I also used to be one of those kids that thought teachers lived at school all the time and didn’t do anything else. What a shock it was when 6-year-old me saw a teacher outside of school for the first time and realized that teachers are human beings just like me.
Professors always looked incredibly intimidating to me that even if I were to go to office hours or send them an e-mail, what would I say or ask? But here’s the shocking surprise: Professors are humans just like us! They are here to bestow us with their knowledge, help us figure out our career paths, and be guiders in our journeys at U of T. Through my own embarrassing mistakes, I’ve learned some tips about how to interact with profs. The two most important ways are through office hours and e-mail.
- Do come prepared with at least one question. I don’t know if it’s just me, but I like to be prepared, especially in a formal setting. Office hours are offered by professors to give students time to ask about concepts they don’t understand or concerns about the course.
- Research your professor, if you’d like to know more about their career path. If you’re interested in learning more about higher education or academic career paths, professors can definitely discuss that with you! Also, if you learn more about your professor’s career beforehand, your professor will recognize that you’re genuinely interested in them and the subject matter you’re discussing.
- ALWAYS proofread your e-mails.
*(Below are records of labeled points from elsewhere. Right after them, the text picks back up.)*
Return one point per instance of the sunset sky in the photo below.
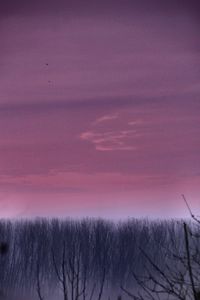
(99, 108)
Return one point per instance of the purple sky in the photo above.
(99, 108)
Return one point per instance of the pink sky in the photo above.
(99, 108)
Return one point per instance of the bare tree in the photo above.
(178, 275)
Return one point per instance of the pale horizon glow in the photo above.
(99, 109)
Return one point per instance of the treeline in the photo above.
(81, 259)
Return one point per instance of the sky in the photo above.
(99, 108)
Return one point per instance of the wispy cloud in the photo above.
(110, 140)
(106, 118)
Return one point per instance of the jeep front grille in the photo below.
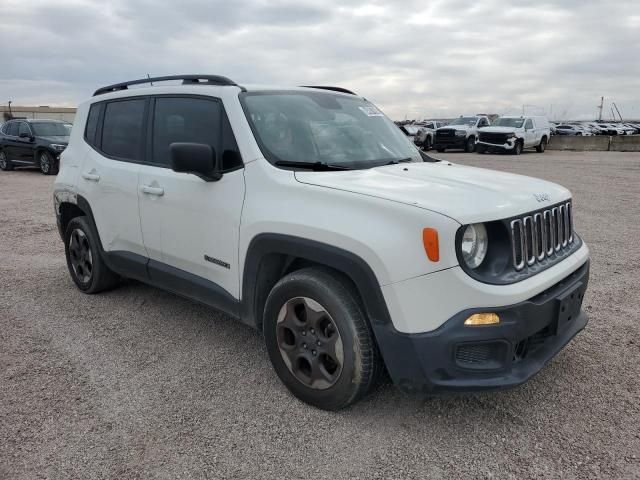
(541, 234)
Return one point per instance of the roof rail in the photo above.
(334, 89)
(186, 80)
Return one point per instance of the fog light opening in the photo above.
(482, 319)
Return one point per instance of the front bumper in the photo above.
(508, 145)
(456, 357)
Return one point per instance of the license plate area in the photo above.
(569, 304)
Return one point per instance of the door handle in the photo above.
(159, 191)
(92, 177)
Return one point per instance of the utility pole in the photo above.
(600, 108)
(616, 107)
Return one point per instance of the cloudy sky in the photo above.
(413, 58)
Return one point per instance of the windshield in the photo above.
(46, 129)
(314, 127)
(509, 122)
(464, 121)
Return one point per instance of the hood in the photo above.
(466, 194)
(56, 139)
(499, 129)
(464, 128)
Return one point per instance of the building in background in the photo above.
(45, 111)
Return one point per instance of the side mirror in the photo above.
(196, 158)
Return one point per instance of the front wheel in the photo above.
(47, 163)
(470, 146)
(543, 146)
(5, 163)
(517, 148)
(318, 339)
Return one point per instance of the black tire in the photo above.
(470, 146)
(87, 269)
(5, 163)
(329, 306)
(517, 148)
(46, 162)
(543, 145)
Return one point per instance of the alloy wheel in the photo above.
(310, 343)
(45, 163)
(80, 255)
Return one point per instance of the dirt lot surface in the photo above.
(138, 383)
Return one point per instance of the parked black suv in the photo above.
(38, 143)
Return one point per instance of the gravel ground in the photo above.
(138, 383)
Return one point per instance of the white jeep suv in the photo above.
(513, 134)
(460, 133)
(307, 214)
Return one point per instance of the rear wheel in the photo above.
(5, 163)
(543, 145)
(470, 146)
(87, 269)
(318, 339)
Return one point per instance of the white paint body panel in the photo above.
(193, 218)
(466, 194)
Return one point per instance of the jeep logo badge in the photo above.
(542, 197)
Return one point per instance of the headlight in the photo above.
(474, 244)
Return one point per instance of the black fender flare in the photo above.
(320, 253)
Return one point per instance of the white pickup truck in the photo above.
(513, 134)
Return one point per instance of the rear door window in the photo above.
(23, 128)
(122, 129)
(12, 129)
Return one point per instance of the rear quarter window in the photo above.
(92, 123)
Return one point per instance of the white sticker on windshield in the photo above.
(371, 111)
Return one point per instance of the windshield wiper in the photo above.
(402, 160)
(315, 166)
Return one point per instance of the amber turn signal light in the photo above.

I can’t stress this enough, just like you would proofread your essays and research reports, always make sure to read over what you’ve written. Check for spelling, grammatical errors, and slang (plz do not $end ur prof a msg like this). Trust me, it can be super embarrassing to send an e-mail with a spelling message.
- Do keep your e-mail brief. Please don’t send your professor a three paragraph long e-mail. E-mailing your professor should be for brief inquiries like, “Could you please clarify what the marking scheme for this assignment is?” or “Will you be offering additional office hours as the midterm approaches?” If you do have a question that would probably require a longer response, for instance if you didn’t understand several concepts discussed during lecture, then attending your professor’s office hours is probably your best bet.
U of T, be brave. Remember that profs are people too and most students don’t take advantage of office hours! Just think of your lonely prof, staring longingly at the door, wishing that a student would come in and ask them about the upcoming essay. If you haven’t worked your way up to attending office hours, try e-mailing your professor first! Student Life offers an awesome resource on how to talk to your profs, so definitely check that out for more pointers. Remember that professors are there for your benefit and be strong, I believe in all of you.